You can either run these commands as ‘sudo’ or run ‘sudo -i’ to run these commands as root.

All we need is at least SSH access and/or ftp access(to make it easier for file editing), but that is optional if you just want to quickly get this installed.

Quick Rundown: All we need to do is SSH into the device we want to install Portainer on, configure the ‘compose.yaml’ file and run it.

First, SSH into the device with your tool of choice. Ex. Putty, CMD, Terminal, etc.

In my case, I use nano:

Edit compose file with nano

Paste this for the base config:

services:
  portainer:
    image: portainer/portainer-ce:latest
    container_name: portainer
    restart: always
    ports:
      - "9443:9443"
    volumes:
      - /var/run/docker.sock:/var/run/docker.sock
      - /home/hassio/home_assistant/portainer_data:/data
    environment:
      - TZ=change_me
YAML

So we have:

services:
  portainer:
    image: portainer/portainer-ce:latest
    container_name: portainer
YAML

Which defines the name of the container to Docker ‘portainer’, you will use this to modify the container later.

image: portainer/portainer-ce:latest
YAML

Tells Docker what image to run. ‘portainer/portainer-ce‘ is Portainer’s Community Edition, ‘:latest’ is the tag, it will pull the newest latest tag on startup.

restart: always
YAML

This is the Docker restart policy. If the container stops (or the host reboots), Docker will automatically try to start it.

    ports:
      - "9443:9443"
YAML

Maps host port 9443 to container port 9443. Portainer uses 9443 for the HTTPS web UI by default. After it starts, you’ll access Portainer at https://<host-ip>:9443.

    volumes:
      - /var/run/docker.sock:/var/run/docker.sock
YAML

This binds the Docker socket into the container. This is what gives Portainer the ability to control Docker (list containers, start/stop, create volumes, etc.). VERY powerful: any process that can talk to the Docker socket can control the Docker daemon (and therefore the host).

    volumes:
      - /home/hassio/home_assistant/portainer_data:/data
YAML

A host directory mounted into the container’s /data — used by Portainer to store its state (users, settings, DB). This ensures data persists after container upgrades.

Make sure to create a folder so Portainer can store its data. In my case, I put it under my users folder ‘/home/hassio/home_assistant/portainer_data’, but you would probably want to do something like ‘/home/’your username’/portainer_data’ instead. If you copied the file, make sure to change ‘/home/hassio/home_assistant/portainer_data’ to what suits your needs.

    environment:
      - TZ=change_me
YAML

This sets the timezone inside the container so logs and scheduled tasks use that timezone. Cosmetic but helpful. Make sure to change the timezone name or delete it.

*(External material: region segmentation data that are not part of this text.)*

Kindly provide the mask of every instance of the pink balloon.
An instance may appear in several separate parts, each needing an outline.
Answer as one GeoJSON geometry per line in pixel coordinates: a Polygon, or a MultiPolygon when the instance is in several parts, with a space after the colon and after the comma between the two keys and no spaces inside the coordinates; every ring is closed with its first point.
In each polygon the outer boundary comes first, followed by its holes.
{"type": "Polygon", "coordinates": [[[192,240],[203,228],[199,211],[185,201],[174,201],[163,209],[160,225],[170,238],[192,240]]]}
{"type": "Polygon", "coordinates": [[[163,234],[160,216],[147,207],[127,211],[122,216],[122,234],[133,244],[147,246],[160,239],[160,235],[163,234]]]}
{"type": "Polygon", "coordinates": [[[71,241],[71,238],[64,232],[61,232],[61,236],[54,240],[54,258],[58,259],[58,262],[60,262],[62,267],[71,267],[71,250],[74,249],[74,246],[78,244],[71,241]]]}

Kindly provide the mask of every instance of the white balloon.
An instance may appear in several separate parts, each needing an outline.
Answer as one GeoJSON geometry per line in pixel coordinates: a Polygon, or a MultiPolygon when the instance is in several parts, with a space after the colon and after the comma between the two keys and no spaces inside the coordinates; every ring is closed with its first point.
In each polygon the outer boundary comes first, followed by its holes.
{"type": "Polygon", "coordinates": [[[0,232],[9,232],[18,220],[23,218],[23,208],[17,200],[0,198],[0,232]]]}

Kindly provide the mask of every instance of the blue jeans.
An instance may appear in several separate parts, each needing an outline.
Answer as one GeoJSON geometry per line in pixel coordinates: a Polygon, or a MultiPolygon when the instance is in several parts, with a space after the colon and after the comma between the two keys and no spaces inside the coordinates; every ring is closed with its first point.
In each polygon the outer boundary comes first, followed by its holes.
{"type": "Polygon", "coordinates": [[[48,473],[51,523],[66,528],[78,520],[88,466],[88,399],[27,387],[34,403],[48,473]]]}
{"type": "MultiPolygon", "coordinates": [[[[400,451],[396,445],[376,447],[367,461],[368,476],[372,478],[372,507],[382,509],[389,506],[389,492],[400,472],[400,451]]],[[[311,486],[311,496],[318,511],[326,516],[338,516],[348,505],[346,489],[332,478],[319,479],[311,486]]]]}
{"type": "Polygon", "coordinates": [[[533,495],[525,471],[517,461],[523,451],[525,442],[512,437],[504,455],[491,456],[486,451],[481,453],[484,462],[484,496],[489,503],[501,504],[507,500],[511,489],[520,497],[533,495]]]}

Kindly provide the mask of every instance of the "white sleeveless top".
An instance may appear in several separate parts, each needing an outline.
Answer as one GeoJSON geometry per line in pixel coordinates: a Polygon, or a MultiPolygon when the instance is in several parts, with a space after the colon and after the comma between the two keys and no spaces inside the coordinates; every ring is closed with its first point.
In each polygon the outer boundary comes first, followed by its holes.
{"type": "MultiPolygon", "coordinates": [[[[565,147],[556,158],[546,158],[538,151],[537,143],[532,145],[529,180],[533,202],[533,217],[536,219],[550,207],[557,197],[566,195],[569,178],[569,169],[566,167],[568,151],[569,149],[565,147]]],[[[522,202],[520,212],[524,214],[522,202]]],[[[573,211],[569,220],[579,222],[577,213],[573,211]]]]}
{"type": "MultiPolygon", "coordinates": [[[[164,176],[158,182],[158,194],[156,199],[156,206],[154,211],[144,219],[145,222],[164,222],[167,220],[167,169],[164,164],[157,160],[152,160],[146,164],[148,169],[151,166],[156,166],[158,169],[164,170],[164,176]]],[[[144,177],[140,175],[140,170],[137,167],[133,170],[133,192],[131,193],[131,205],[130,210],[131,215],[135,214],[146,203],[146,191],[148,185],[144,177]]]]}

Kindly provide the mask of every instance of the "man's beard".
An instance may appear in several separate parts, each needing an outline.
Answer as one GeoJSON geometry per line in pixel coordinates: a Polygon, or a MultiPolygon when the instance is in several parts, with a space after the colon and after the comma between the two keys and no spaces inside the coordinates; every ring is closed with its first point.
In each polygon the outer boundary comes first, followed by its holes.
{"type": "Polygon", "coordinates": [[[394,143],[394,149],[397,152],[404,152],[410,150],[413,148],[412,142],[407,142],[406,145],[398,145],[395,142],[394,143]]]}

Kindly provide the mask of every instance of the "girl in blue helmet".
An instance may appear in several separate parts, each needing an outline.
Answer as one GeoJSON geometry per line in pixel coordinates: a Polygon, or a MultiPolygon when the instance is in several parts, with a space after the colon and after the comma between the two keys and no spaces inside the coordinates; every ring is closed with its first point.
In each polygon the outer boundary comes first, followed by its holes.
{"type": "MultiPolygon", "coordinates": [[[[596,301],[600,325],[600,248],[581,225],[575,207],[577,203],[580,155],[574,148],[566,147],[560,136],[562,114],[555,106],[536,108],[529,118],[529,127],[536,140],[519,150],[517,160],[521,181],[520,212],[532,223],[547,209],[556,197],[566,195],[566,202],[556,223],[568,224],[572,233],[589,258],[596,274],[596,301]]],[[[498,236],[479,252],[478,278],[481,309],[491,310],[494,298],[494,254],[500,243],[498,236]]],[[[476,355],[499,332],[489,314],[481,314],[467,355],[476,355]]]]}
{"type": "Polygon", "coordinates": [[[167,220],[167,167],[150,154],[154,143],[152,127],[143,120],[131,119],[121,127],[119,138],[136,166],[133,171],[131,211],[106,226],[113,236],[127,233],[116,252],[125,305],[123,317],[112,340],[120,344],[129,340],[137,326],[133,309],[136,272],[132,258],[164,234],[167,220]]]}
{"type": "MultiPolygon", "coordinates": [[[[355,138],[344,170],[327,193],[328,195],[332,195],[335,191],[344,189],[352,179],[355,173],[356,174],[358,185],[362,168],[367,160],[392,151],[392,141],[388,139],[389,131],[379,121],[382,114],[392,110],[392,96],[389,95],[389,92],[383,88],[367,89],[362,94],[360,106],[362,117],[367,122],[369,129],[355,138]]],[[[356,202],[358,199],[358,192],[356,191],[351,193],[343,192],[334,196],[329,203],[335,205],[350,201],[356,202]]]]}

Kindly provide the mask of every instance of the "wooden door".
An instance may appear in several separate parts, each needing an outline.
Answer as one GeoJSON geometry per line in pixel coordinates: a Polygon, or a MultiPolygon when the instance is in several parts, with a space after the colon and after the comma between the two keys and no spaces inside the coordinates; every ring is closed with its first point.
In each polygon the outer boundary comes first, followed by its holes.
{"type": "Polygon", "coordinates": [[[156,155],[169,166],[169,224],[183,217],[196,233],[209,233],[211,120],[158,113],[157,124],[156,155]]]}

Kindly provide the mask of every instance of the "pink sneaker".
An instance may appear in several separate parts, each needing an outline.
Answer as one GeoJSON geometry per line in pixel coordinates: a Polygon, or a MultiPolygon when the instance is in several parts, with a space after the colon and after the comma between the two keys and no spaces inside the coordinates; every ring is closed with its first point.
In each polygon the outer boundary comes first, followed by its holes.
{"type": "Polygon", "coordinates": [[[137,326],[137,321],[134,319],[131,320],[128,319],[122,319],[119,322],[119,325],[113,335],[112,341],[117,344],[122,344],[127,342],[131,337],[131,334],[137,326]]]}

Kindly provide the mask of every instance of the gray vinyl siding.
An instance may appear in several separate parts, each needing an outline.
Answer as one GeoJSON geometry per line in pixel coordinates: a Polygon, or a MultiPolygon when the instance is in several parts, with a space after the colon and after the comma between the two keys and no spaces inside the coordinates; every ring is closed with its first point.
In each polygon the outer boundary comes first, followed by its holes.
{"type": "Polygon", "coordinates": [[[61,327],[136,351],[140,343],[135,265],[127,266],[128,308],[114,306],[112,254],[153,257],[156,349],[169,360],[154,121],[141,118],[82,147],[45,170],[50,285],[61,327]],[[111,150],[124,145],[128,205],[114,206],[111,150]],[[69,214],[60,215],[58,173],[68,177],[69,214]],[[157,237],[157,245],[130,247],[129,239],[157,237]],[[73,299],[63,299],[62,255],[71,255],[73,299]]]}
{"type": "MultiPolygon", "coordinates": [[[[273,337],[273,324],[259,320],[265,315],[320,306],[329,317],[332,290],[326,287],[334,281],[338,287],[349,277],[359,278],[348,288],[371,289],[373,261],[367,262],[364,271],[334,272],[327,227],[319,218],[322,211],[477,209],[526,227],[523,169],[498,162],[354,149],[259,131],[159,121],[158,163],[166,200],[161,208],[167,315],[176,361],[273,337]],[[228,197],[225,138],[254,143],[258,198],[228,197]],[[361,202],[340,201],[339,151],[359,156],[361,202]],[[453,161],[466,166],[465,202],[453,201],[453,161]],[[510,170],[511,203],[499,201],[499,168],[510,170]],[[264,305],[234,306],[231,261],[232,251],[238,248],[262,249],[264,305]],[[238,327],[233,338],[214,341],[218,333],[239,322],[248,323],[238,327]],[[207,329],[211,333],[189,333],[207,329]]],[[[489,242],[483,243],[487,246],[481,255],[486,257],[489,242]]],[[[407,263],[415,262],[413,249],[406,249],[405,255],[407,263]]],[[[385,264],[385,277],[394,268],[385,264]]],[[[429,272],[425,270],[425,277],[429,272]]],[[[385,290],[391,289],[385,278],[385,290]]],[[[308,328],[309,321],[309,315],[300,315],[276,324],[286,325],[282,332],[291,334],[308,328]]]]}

All you have to do next is change the Timezone, based on the name you find here.

You can see my post on how to set the timezone here if you need more info on that.

sudo docker compose -f compose.yaml config
Bash

All you need to do next is run that command, replacing ‘compose.yaml’ with your filename, to validate your Compose file.

sudo docker compose -f compose.yaml up -d
Bash

That brings the container up.

sudo docker compose ps
Bash

You can see the status of your running containers with that.

sudo docker ps --filter name=portainer
Bash

Or use this one to specifically see the status of Portainer if you have multiple containers running. Make sure to change ‘portainer’ to the name that was used in the configuration file.

sudo docker compose logs -f portainer
Bash

With this one, you can see the log file.

Now your Portainer container should be up and running!

Navigate to ‘https://<host-ip>:9443’, replacing the port number if you changed it in the compose file and replacing ‘<host-ip>’ with the device’s actual IP address.

Make sure to create a strong password, as anyone who has it will be able to change your containers and potentially do malicious things.

Here is the Portainer Installation Documentation if you wish to view it.

I hope this helped you out! Have a great day and have fun building containers!